Поцелуй

Агнеша прожила с Мотеюсом тридцать лет. За этот долгий срок муж ни разу не выходил из-под ее воли. Агнеша точила его, как вода точит скалу или как пила пилит суковатое дерево, — он переносил все безропотно, и за тридцать лет никогда не случилось, чтобы он хоть на один миг рассердился, вознегодовал, повысил голос.

— Словно камень бесчувственный! — жаловалась Агнеша, которую иной раз выводило из себя упрямое спокойствие мужа.

Ничто не могло поколебать этого спокойствия, — ни редкие радости, ни частые беды.

Поранив однажды ногу топором, Мотеюс зажал рану рукой и невозмутимо принялся ждать фельдшера.

Когда вытаскивали осколки раздробленной кости, он даже не поморщился, а только отвернулся к стене.

Хороня своих детей, которые умирали один за другим, Мотеюс угрюмо заглядывал в могильные ямы, но никогда не проливал слез.
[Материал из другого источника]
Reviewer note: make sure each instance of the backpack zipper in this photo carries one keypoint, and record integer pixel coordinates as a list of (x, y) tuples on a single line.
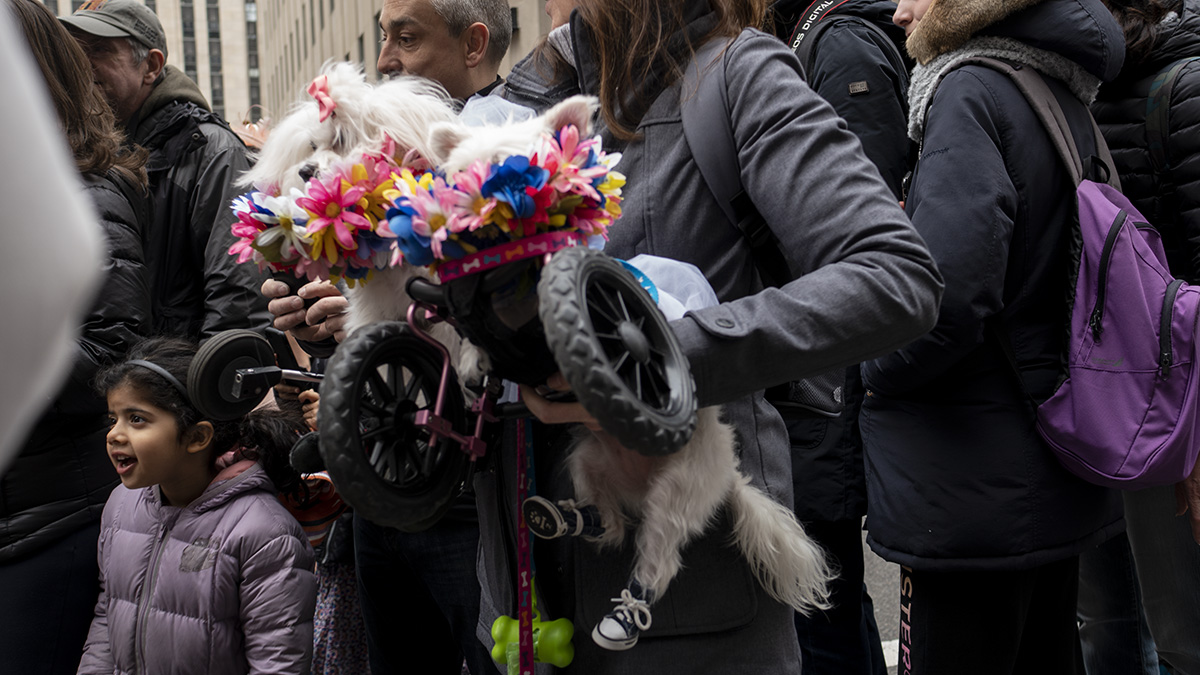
[(1105, 255), (1164, 328)]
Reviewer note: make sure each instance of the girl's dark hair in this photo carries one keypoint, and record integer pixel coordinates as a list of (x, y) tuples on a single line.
[(265, 435), (1140, 22), (633, 45), (95, 141)]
К счастью, умирали не все дети, — некоторые оставались в живых, и Мотеюс относился к ним с той же терпеливой снисходительностью, с какой он относился и к жене.

Украдкой, когда его никто не видел, он даже ласкал ребятишек, — брал их на колени, напевал им песни, но лицо его не изменяло при этом своего привычного, каменно-неподвижного выражения.
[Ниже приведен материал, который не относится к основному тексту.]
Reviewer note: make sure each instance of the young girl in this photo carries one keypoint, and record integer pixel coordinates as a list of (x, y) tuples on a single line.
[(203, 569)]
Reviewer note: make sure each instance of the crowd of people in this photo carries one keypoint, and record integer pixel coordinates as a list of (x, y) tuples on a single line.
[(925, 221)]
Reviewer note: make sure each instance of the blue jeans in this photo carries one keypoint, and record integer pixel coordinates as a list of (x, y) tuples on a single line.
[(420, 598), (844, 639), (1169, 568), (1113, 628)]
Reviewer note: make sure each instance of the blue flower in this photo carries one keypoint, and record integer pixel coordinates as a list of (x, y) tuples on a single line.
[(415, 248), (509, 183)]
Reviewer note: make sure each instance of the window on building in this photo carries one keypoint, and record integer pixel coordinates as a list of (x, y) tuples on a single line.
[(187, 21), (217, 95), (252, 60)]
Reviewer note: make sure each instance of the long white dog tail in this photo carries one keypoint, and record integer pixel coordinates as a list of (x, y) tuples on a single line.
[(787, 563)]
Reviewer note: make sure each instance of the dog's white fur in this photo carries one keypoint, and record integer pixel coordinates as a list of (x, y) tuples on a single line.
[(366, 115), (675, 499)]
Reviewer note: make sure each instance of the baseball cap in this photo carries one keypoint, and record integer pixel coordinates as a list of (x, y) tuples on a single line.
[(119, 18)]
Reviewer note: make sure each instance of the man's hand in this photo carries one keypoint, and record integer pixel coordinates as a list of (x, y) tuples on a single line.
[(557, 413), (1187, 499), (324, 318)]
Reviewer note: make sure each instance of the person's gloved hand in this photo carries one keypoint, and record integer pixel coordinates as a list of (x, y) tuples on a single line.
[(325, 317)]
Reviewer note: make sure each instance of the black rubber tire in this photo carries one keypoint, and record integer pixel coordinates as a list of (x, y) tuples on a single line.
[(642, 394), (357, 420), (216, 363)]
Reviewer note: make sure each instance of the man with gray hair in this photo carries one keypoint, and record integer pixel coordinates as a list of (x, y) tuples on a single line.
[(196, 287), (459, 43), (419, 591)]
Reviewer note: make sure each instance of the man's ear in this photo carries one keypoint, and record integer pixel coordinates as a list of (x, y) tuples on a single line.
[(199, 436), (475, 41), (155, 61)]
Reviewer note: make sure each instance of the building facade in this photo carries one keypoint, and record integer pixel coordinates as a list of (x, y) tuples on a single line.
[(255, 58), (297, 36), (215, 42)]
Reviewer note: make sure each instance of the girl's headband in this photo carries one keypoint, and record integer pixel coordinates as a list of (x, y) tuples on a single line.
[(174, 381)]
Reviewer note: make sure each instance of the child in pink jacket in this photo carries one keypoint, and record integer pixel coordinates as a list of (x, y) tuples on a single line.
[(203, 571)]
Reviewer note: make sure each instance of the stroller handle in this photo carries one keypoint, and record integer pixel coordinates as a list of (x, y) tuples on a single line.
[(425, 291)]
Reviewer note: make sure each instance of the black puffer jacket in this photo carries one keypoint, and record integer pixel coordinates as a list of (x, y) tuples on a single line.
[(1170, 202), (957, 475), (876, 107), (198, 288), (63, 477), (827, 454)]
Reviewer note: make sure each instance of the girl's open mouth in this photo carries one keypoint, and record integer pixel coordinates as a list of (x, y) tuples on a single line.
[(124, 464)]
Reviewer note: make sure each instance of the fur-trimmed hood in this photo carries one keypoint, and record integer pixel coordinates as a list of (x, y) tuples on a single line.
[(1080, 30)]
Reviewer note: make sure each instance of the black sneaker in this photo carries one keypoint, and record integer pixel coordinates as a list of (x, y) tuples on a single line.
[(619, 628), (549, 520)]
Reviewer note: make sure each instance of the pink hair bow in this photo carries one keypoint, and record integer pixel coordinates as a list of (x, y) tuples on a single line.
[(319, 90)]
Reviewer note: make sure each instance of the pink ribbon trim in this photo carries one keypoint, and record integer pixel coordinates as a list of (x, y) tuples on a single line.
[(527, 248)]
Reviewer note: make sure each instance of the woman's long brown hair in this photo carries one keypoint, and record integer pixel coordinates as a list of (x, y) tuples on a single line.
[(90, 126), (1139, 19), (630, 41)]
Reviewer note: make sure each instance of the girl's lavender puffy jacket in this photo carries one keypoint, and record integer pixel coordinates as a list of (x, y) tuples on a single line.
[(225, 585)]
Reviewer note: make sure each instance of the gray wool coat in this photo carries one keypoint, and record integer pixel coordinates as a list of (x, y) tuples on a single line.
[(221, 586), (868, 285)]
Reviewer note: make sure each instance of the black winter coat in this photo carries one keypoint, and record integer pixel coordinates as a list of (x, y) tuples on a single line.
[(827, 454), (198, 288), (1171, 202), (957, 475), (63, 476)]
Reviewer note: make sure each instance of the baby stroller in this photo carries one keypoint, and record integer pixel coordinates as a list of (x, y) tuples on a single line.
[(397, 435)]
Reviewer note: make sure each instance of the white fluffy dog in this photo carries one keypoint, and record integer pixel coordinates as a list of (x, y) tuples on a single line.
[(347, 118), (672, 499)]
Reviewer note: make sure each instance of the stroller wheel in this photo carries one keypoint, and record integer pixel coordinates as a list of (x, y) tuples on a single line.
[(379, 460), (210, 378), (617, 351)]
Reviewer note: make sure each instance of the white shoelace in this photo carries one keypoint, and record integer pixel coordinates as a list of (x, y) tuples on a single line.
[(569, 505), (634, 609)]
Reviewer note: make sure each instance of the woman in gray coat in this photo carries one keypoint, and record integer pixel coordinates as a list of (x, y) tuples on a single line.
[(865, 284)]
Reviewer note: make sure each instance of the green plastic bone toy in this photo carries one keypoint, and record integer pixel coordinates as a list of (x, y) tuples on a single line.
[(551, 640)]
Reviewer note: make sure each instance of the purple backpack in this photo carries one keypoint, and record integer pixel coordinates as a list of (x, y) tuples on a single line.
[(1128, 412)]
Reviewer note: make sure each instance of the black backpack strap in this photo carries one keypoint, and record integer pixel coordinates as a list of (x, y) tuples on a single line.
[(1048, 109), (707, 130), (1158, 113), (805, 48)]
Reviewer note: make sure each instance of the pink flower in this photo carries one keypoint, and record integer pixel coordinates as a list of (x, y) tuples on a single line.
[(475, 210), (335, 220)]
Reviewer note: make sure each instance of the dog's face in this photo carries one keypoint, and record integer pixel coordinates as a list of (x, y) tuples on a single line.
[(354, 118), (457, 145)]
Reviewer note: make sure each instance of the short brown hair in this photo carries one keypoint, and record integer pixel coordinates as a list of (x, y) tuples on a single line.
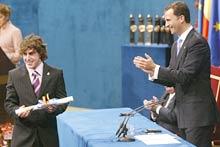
[(5, 10), (180, 8), (34, 42)]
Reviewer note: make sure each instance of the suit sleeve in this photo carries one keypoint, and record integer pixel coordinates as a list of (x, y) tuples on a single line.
[(167, 115)]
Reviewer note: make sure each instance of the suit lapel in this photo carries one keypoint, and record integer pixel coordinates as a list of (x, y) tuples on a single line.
[(45, 79), (26, 82), (183, 49)]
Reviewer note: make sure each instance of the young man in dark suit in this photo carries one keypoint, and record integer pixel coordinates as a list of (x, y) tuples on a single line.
[(189, 73), (26, 85)]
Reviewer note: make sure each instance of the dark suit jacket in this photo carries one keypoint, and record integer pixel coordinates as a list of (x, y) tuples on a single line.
[(167, 116), (189, 73), (39, 124)]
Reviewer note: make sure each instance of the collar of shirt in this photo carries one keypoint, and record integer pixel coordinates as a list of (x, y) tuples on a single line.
[(184, 34), (39, 70), (5, 25)]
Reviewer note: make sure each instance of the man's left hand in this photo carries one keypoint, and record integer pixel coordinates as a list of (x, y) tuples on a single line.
[(146, 64)]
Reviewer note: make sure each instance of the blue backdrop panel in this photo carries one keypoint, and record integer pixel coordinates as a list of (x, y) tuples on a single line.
[(135, 84), (84, 38)]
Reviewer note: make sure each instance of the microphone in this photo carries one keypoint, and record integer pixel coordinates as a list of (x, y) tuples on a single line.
[(133, 112), (122, 130)]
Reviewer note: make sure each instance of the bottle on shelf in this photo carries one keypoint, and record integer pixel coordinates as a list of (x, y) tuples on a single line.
[(149, 30), (133, 29), (141, 29), (162, 32), (156, 33)]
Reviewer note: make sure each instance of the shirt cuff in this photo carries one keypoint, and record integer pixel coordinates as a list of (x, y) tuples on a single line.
[(153, 116), (155, 75), (158, 109)]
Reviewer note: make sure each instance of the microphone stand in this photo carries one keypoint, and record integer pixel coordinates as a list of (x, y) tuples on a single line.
[(123, 130)]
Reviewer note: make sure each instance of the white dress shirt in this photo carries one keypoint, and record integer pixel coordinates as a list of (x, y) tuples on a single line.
[(39, 70)]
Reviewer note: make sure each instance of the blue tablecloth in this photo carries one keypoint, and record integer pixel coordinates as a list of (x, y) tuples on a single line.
[(96, 128)]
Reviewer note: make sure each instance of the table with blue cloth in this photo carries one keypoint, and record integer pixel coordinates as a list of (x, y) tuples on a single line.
[(97, 128)]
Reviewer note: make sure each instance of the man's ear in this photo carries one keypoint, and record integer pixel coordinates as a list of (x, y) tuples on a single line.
[(182, 18)]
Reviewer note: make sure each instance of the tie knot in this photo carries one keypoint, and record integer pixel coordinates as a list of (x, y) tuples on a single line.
[(179, 41), (35, 74)]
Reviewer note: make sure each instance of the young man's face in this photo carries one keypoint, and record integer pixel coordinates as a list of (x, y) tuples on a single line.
[(173, 22), (31, 58), (3, 19)]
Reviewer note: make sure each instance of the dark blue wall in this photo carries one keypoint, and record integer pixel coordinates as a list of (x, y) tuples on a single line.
[(84, 38)]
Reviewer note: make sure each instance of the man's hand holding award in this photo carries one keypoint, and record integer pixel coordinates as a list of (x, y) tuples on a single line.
[(45, 103)]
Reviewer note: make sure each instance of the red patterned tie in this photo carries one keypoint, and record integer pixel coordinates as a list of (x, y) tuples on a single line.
[(36, 82)]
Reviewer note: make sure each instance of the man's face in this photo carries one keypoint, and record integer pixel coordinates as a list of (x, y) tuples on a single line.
[(3, 20), (31, 58), (173, 22)]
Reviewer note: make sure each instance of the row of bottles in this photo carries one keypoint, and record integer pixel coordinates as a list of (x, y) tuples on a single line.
[(148, 33)]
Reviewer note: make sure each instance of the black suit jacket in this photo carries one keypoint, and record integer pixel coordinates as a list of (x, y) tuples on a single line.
[(39, 124), (167, 117), (189, 73)]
Таким Агнеша знала мужа ровно тридцать лет. Но вот однажды случилось так, что женщина, как говорится, выпустила вожжи, и он, муж ее, сразу подхватил их крепкими своими руками.

Началось все с того, что он принес из волости винтовку и гранаты. Ни разу в жизни Мотеюс не прикасался к оружию, а теперь Агнеша с испугом и недоуменьем увидела винтовку в руках мужа. Он нянчился с ней до самого обеда, а когда пришел демобилизованный солдат Урнежкжас, они молча покинули хату и отправились на гумна.

Агнеша украдкой последовала за ними. Она притаилась в хлеву. Присев у маленького окошка, она издали следила за непонятными занятиями мужа.

Муж ползал на животе по косогору, старательно швыряя в воздух увесистые чурки. Возле него, припадая на раненую ногу, суетился Урнежюкас.

Потом они поставили на собачью конуру дырявое ведро и, отсчитывая шаги, пошли прочь.

— Совсем рехнулся старый! — высунувшись из окошка, крикнула Агнеша. — Поглядите на него, люди добрые!

Не успела Агнеша вымолвить этих слов, как раздался выстрел. Она выбежала из хлева. Тут опять послышались выстрелы. Агнеша только видела, как ветер ерошил волосы Мотеюса. Он все стрелял и стрелял, ничуть не беспокоясь, что может попасть в нее.

— Душегуб, — крикнула старуха и, упав на четвереньки, поползла к избе.

Она была в ярости. Ворча и сжимая сухие кулачки, она ждала мужа. Но первым забежал в хату Урнежюкас. Он попросил воды и, напившись, торопливо сообщил: старика ее утвердили председателем апилинки, а его, Урнежюкаса, — заместителем.

Впервые в жизни Мотеюс не только не посоветовался с ней по такому важному делу, но даже ничего не сказал ей.

— Вот, — горестно проговорила женщина, когда муж ее, пропахший пороховым дымом, вошел в избу. — Натворил ты дел! Только что сына схоронил, а теперь сам под пулю лезешь!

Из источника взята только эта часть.